The White House attempted to discredit the non-partisan Congressional Budget Office on Wednesday, releasing a video that questions the accuracy of the agency’s previous projections on health insurance coverage under Obamacare.
Issued as a heated health care debate continues on Capitol Hill, the administration seems to be arguing that because CBO estimates have been off before, there is no reason to trust its recent reports predicting that a Republican-led effort to repeal the Affordable Care Act would have devastating effects.
But just 10 seconds into the video, the White House instead managed to strain its credibility with a misspelling of the word “inaccurately.”
A short time later, the White House Twitter account deleted the video and re-posted a version with the spelling corrected.
But the White House doesn’t just need a copy editor.
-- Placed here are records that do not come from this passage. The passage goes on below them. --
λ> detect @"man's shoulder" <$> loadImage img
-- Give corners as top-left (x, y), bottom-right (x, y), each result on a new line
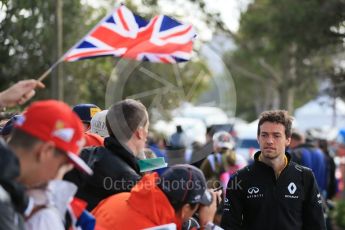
top-left (289, 161), bottom-right (313, 175)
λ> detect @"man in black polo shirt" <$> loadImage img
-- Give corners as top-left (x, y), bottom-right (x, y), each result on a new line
top-left (221, 110), bottom-right (326, 230)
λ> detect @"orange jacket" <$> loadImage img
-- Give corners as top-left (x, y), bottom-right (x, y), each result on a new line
top-left (92, 173), bottom-right (181, 230)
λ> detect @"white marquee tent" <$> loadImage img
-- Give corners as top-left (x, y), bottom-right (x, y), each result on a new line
top-left (294, 96), bottom-right (345, 131)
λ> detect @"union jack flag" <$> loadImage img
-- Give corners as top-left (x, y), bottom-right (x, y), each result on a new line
top-left (64, 5), bottom-right (196, 63)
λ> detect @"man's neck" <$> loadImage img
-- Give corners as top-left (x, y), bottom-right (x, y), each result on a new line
top-left (259, 154), bottom-right (287, 178)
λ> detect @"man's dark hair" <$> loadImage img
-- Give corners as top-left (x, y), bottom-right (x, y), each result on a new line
top-left (257, 110), bottom-right (293, 137)
top-left (106, 99), bottom-right (148, 141)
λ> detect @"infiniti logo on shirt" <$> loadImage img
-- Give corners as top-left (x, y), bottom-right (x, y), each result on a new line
top-left (285, 182), bottom-right (298, 199)
top-left (247, 187), bottom-right (264, 199)
top-left (248, 187), bottom-right (260, 194)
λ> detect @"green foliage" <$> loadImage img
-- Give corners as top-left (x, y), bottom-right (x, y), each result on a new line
top-left (334, 200), bottom-right (345, 229)
top-left (107, 60), bottom-right (210, 118)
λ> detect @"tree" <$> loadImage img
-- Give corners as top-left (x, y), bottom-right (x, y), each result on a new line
top-left (225, 0), bottom-right (345, 118)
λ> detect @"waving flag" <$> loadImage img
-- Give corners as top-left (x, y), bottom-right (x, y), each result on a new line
top-left (64, 5), bottom-right (196, 63)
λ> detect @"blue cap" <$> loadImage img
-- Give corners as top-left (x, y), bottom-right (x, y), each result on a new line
top-left (73, 104), bottom-right (101, 123)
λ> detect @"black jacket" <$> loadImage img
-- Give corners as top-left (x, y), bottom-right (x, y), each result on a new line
top-left (64, 137), bottom-right (141, 210)
top-left (221, 152), bottom-right (326, 230)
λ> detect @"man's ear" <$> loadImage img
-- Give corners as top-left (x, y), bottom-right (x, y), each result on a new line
top-left (35, 141), bottom-right (55, 162)
top-left (136, 127), bottom-right (144, 139)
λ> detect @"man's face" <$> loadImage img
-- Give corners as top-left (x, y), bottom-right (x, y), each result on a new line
top-left (258, 122), bottom-right (290, 159)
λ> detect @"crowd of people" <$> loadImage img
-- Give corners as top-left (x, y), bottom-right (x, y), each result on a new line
top-left (0, 80), bottom-right (337, 230)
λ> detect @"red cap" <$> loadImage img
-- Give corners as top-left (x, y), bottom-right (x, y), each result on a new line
top-left (15, 100), bottom-right (92, 175)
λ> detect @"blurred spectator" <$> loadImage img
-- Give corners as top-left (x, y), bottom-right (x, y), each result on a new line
top-left (65, 99), bottom-right (149, 210)
top-left (0, 115), bottom-right (22, 141)
top-left (9, 100), bottom-right (92, 229)
top-left (318, 139), bottom-right (338, 199)
top-left (84, 132), bottom-right (104, 147)
top-left (0, 138), bottom-right (27, 230)
top-left (92, 165), bottom-right (217, 230)
top-left (0, 79), bottom-right (45, 109)
top-left (73, 104), bottom-right (101, 132)
top-left (290, 131), bottom-right (329, 198)
top-left (90, 110), bottom-right (109, 138)
top-left (170, 125), bottom-right (187, 149)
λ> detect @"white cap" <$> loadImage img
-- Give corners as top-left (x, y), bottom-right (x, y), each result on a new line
top-left (90, 110), bottom-right (109, 137)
It needs a better argument, too.
Republicans ― both in President Donald Trump’s administration and Congress ― have been challenging the CBO’s credibility ever since it first produced estimates showing that Obamacare repeal legislation would mean no insurance for 20 or even 30 million people, depending on the specific bill. CBO’s estimates of the Senate GOP bill, which the chamber’s leaders introduced last month, suggested the number of people without insurance would rise by 22 million.
That number has helped to alienate the public ― and it has spooked Republican senators at a time when GOP leaders are a few votes short of the 50 they need to pass a bill. And so the White House, which wants that vote badly, has resumed its campaign against the CBO, using a variety of disingenuous arguments.
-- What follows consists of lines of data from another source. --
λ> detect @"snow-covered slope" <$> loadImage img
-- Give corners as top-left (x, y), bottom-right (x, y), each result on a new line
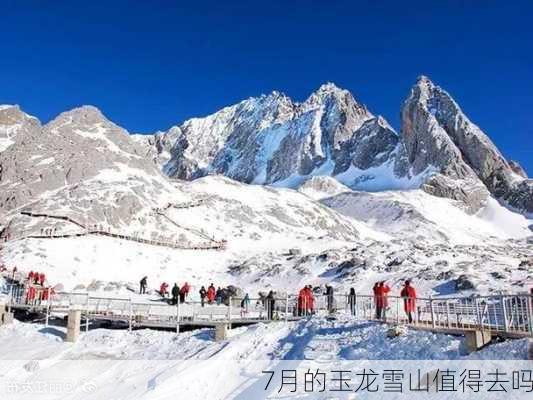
top-left (145, 83), bottom-right (408, 187)
top-left (136, 76), bottom-right (533, 214)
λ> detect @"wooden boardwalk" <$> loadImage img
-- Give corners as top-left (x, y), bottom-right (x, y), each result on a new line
top-left (2, 206), bottom-right (227, 250)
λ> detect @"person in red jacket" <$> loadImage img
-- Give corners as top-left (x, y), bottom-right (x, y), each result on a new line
top-left (207, 283), bottom-right (217, 304)
top-left (400, 280), bottom-right (416, 324)
top-left (159, 282), bottom-right (168, 297)
top-left (376, 281), bottom-right (390, 321)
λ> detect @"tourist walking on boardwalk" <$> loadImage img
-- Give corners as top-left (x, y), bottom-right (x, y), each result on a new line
top-left (139, 276), bottom-right (148, 294)
top-left (180, 282), bottom-right (191, 303)
top-left (298, 286), bottom-right (307, 317)
top-left (372, 282), bottom-right (381, 319)
top-left (199, 286), bottom-right (207, 307)
top-left (172, 283), bottom-right (180, 305)
top-left (400, 279), bottom-right (416, 324)
top-left (348, 288), bottom-right (356, 315)
top-left (207, 283), bottom-right (217, 304)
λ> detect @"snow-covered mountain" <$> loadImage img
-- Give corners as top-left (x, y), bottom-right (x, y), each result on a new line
top-left (137, 76), bottom-right (533, 217)
top-left (402, 76), bottom-right (533, 213)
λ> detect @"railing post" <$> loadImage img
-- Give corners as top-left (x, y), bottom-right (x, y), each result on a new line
top-left (500, 295), bottom-right (509, 332)
top-left (85, 293), bottom-right (89, 332)
top-left (526, 296), bottom-right (533, 335)
top-left (228, 296), bottom-right (231, 329)
top-left (44, 288), bottom-right (52, 326)
top-left (429, 297), bottom-right (435, 329)
top-left (285, 292), bottom-right (289, 323)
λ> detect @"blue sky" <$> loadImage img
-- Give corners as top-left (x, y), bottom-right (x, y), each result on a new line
top-left (0, 0), bottom-right (533, 174)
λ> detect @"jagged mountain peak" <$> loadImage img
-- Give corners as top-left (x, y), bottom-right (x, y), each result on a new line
top-left (0, 104), bottom-right (38, 125)
top-left (46, 105), bottom-right (111, 127)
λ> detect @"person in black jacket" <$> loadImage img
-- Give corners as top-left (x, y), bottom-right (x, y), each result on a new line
top-left (348, 288), bottom-right (355, 315)
top-left (200, 286), bottom-right (207, 307)
top-left (326, 285), bottom-right (334, 314)
top-left (172, 283), bottom-right (180, 304)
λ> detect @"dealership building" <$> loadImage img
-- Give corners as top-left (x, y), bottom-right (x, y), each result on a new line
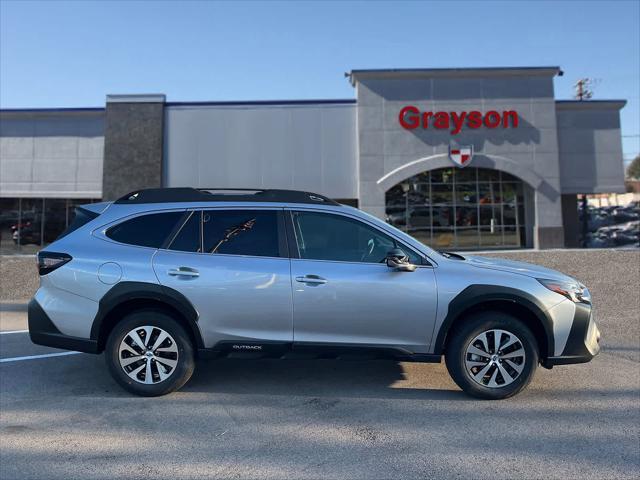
top-left (0, 67), bottom-right (625, 253)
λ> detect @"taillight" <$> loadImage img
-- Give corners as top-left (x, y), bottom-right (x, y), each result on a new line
top-left (37, 252), bottom-right (71, 275)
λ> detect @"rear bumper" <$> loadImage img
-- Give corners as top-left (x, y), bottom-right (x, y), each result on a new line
top-left (543, 304), bottom-right (600, 368)
top-left (27, 299), bottom-right (98, 353)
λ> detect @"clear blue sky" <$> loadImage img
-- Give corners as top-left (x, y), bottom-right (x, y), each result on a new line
top-left (0, 0), bottom-right (640, 163)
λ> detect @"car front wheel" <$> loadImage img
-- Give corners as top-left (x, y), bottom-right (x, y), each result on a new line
top-left (105, 311), bottom-right (195, 397)
top-left (445, 312), bottom-right (538, 400)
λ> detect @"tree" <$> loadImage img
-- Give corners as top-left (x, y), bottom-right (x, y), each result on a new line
top-left (627, 155), bottom-right (640, 180)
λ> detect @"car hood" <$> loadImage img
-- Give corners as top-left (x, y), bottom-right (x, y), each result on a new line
top-left (465, 255), bottom-right (576, 281)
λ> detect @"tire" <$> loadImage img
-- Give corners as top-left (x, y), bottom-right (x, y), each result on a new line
top-left (105, 310), bottom-right (195, 397)
top-left (445, 311), bottom-right (538, 400)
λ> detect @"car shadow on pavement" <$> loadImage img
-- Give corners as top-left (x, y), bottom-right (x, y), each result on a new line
top-left (182, 359), bottom-right (472, 401)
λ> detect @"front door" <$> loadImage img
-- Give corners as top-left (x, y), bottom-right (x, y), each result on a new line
top-left (291, 209), bottom-right (436, 353)
top-left (153, 209), bottom-right (293, 348)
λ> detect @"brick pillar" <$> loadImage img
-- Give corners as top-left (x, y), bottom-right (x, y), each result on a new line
top-left (102, 95), bottom-right (165, 200)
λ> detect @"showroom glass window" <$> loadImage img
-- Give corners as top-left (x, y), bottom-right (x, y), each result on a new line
top-left (386, 167), bottom-right (525, 250)
top-left (0, 198), bottom-right (100, 255)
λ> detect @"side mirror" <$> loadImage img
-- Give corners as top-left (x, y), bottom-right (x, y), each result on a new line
top-left (385, 248), bottom-right (416, 272)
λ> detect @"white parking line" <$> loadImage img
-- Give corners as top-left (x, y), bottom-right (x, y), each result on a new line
top-left (0, 352), bottom-right (82, 363)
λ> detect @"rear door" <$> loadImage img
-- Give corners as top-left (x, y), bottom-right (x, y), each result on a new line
top-left (153, 208), bottom-right (293, 348)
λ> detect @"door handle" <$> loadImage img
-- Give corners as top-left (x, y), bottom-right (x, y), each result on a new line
top-left (167, 267), bottom-right (200, 278)
top-left (296, 275), bottom-right (327, 285)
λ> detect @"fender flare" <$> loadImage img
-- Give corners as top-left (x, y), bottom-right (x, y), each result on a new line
top-left (433, 284), bottom-right (554, 355)
top-left (90, 282), bottom-right (204, 348)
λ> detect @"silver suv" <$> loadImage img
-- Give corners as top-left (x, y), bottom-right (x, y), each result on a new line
top-left (29, 188), bottom-right (600, 399)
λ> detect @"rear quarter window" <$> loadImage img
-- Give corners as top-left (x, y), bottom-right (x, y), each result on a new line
top-left (57, 207), bottom-right (99, 240)
top-left (106, 212), bottom-right (184, 248)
On the most important number, the overall number of people with and without health insurance under Obamacare, CBO was not far off. When the ACA first became law, CBO predicted that, by 2016, the percent of non-elderly Americans without coverage would fall to 7.6 percent. That was before the Supreme Court made the law’s expansion of Medicaid optional ― a decision that nobody (not even the lawsuit’s supporters) expected.
If you adjust for the effects of that decision, as the Center on Budget and Policy Priorities did recently, the initial CBO projection for 2016 becomes 9.4 percent. The actual 2016 rate, according to the Centers for Disease Control and Prevention’s National Health Insurance Study (NHIS), was 10.4 percent.
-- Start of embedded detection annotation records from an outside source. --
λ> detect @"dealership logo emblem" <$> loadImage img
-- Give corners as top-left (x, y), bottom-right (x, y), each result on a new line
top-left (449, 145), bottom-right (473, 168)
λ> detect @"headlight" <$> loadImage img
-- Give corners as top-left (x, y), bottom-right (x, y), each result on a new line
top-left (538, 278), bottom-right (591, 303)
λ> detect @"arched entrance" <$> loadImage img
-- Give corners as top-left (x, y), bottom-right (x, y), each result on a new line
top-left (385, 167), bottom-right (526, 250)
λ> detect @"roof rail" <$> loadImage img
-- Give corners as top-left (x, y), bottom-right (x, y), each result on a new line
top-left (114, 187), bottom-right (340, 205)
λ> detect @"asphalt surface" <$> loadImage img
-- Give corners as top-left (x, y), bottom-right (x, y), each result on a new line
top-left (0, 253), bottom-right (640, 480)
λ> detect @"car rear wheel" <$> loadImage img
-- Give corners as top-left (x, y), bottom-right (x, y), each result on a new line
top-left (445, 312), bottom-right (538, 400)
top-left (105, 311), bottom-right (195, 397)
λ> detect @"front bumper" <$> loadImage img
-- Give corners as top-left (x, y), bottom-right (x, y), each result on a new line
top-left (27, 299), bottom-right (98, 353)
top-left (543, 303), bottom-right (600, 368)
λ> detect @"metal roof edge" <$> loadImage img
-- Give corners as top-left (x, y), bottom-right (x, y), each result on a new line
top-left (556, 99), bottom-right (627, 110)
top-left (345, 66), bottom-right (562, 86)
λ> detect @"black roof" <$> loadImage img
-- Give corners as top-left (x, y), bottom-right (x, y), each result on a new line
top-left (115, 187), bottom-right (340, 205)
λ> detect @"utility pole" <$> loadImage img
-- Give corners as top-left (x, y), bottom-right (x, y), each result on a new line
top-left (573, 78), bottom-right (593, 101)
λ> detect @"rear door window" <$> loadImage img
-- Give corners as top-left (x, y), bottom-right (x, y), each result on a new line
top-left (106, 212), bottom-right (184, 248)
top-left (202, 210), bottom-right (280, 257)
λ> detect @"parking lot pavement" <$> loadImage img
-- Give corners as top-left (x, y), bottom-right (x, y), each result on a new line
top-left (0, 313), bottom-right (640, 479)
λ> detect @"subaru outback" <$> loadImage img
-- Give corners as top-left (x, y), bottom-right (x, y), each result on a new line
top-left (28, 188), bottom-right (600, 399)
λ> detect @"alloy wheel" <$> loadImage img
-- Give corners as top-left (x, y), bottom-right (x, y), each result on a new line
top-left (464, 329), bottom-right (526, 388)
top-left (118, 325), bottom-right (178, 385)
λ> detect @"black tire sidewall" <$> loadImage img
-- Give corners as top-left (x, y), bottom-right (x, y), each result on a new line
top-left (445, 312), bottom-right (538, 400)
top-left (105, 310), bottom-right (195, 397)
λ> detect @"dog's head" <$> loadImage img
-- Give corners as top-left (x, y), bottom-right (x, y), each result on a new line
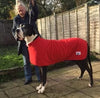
top-left (15, 24), bottom-right (35, 38)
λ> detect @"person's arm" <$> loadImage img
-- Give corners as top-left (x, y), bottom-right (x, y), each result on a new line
top-left (12, 18), bottom-right (23, 41)
top-left (31, 0), bottom-right (38, 21)
top-left (12, 18), bottom-right (18, 40)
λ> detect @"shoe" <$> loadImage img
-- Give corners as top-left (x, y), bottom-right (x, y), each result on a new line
top-left (24, 80), bottom-right (32, 85)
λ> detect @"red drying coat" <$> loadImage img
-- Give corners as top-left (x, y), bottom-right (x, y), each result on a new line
top-left (28, 37), bottom-right (87, 66)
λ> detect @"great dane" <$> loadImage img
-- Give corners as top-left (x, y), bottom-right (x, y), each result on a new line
top-left (16, 24), bottom-right (93, 93)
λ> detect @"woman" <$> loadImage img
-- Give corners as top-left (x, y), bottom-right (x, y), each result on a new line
top-left (12, 0), bottom-right (40, 85)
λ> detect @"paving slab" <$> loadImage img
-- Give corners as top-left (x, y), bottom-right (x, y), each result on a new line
top-left (0, 61), bottom-right (100, 98)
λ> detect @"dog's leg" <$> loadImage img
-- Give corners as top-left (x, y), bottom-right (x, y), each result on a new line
top-left (86, 66), bottom-right (93, 87)
top-left (38, 66), bottom-right (47, 93)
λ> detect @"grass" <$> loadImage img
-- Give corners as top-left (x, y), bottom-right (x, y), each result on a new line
top-left (0, 46), bottom-right (23, 70)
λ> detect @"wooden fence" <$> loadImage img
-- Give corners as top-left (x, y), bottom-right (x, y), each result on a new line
top-left (0, 4), bottom-right (100, 53)
top-left (37, 4), bottom-right (100, 53)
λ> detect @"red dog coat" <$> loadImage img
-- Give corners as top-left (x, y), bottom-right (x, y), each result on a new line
top-left (28, 37), bottom-right (87, 66)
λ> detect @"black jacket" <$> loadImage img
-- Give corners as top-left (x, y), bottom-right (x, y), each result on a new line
top-left (12, 3), bottom-right (39, 55)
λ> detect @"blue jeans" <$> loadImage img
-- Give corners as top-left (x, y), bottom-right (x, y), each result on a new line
top-left (22, 43), bottom-right (40, 81)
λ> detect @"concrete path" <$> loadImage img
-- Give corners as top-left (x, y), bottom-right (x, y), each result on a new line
top-left (0, 61), bottom-right (100, 98)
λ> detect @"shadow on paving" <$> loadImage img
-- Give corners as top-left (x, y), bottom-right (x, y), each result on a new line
top-left (0, 61), bottom-right (100, 98)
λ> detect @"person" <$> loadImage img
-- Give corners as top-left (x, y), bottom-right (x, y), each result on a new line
top-left (12, 0), bottom-right (40, 85)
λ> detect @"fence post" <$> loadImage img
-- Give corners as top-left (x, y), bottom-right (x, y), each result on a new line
top-left (85, 3), bottom-right (90, 45)
top-left (99, 5), bottom-right (100, 53)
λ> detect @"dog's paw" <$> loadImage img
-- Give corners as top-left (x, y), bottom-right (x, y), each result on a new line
top-left (36, 84), bottom-right (42, 90)
top-left (38, 86), bottom-right (45, 94)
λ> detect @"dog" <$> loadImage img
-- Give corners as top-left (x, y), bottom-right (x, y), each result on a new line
top-left (16, 24), bottom-right (93, 93)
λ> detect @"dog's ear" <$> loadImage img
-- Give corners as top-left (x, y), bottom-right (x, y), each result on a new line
top-left (22, 24), bottom-right (35, 36)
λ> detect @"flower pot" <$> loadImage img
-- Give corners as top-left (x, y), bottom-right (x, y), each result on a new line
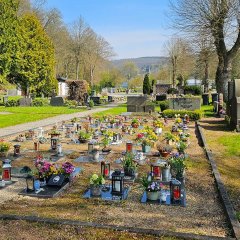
top-left (0, 151), bottom-right (8, 157)
top-left (160, 151), bottom-right (170, 157)
top-left (142, 145), bottom-right (151, 153)
top-left (90, 186), bottom-right (102, 196)
top-left (147, 191), bottom-right (159, 201)
top-left (154, 128), bottom-right (162, 135)
top-left (124, 167), bottom-right (135, 177)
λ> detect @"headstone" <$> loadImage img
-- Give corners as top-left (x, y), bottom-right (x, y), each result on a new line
top-left (19, 97), bottom-right (32, 106)
top-left (50, 97), bottom-right (64, 106)
top-left (169, 97), bottom-right (201, 111)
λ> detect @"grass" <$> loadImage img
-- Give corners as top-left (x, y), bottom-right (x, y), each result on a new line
top-left (201, 105), bottom-right (214, 117)
top-left (93, 104), bottom-right (127, 117)
top-left (0, 106), bottom-right (84, 128)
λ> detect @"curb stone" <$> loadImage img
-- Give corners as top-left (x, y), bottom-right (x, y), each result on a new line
top-left (196, 122), bottom-right (240, 240)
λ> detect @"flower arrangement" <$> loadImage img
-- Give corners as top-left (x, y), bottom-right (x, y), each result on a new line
top-left (153, 120), bottom-right (164, 128)
top-left (60, 162), bottom-right (75, 176)
top-left (0, 139), bottom-right (11, 152)
top-left (89, 173), bottom-right (105, 186)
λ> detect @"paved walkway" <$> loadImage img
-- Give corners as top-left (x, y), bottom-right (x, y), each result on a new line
top-left (0, 104), bottom-right (112, 138)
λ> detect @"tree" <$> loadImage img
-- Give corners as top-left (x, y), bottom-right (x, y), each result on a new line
top-left (143, 74), bottom-right (151, 95)
top-left (0, 0), bottom-right (19, 82)
top-left (10, 14), bottom-right (57, 95)
top-left (172, 0), bottom-right (240, 101)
The CBO and NHIS figures aren’t precisely the same, because everybody who studies the uninsured uses slightly different methods and baselines. But comparisons to other surveys yields basically the same result: CBO didn’t miss by much.
The biggest error in CBO calculations was enrollment in ACA health care exchanges, which has fallen far below projections at 10.3 million. That’s the figure Republicans keep citing and that’s in the White House video, which it says left the CBO projection “off by over 14 million.” But at least part of that error occurred because the CBO expected more employers to drop job-based coverage, leading people to seek coverage under Obamacare. But that didn’t happen ― which isn’t necessarily a bad thing.
The fact that CBO guessed wrong on employer behavior doesn’t make its error on exchange enrollment any smaller. But it’s a reminder that error can run in both directions ― and that, frequently, mistakes in the underlying projections about how insurance will change can offset one another. (Case in point: The program as a whole also appears to be costing the federal government less than anticipated ― which, again, isn’t a bad thing.)
None of this means CBO is perfect or that its predictions should be treated as gospel. Many conservatives think the CBO overestimates the impact of ending the individual mandate ― the requirement that people get insurance or pay a financial penalty to the government. They may be right. But CBO’s experts are smart, rigorous and scrupulous. (Don’t forget, the current director is a Republican appointee.) More important, its projections are as good as anybody’s ― and quite possibly better, as a 2015 Commonwealth Fund report showed.
Pretend for a moment CBO predictions about the Republican Senate bill are way, way off, and the actual effect on the uninsured rate would end up being just half what the agency’s economists believe ― 11 million fewer people with health care coverage. That’s still a lot! And it doesn’t even account for all the people who would pay more for their medical care because, under the GOP proposal, insurance would tend to have less comprehensive coverage and in some cases leave out key services.
The reality of the Senate bill is that, by design, it would drain a huge amount of money out of federal health programs. Some people would be better off. Young and healthy people might be happy with skimpier health plans, for the sake of the lower premiums that come with them. Very wealthy people would no longer pay the extra income taxes to finance Obamacare’s coverage expansion.
But many others would pay the price, because their insurance would cover less or they would simply have no coverage at all ― and the numbers of these people would, by all accounts, be in the tens of millions.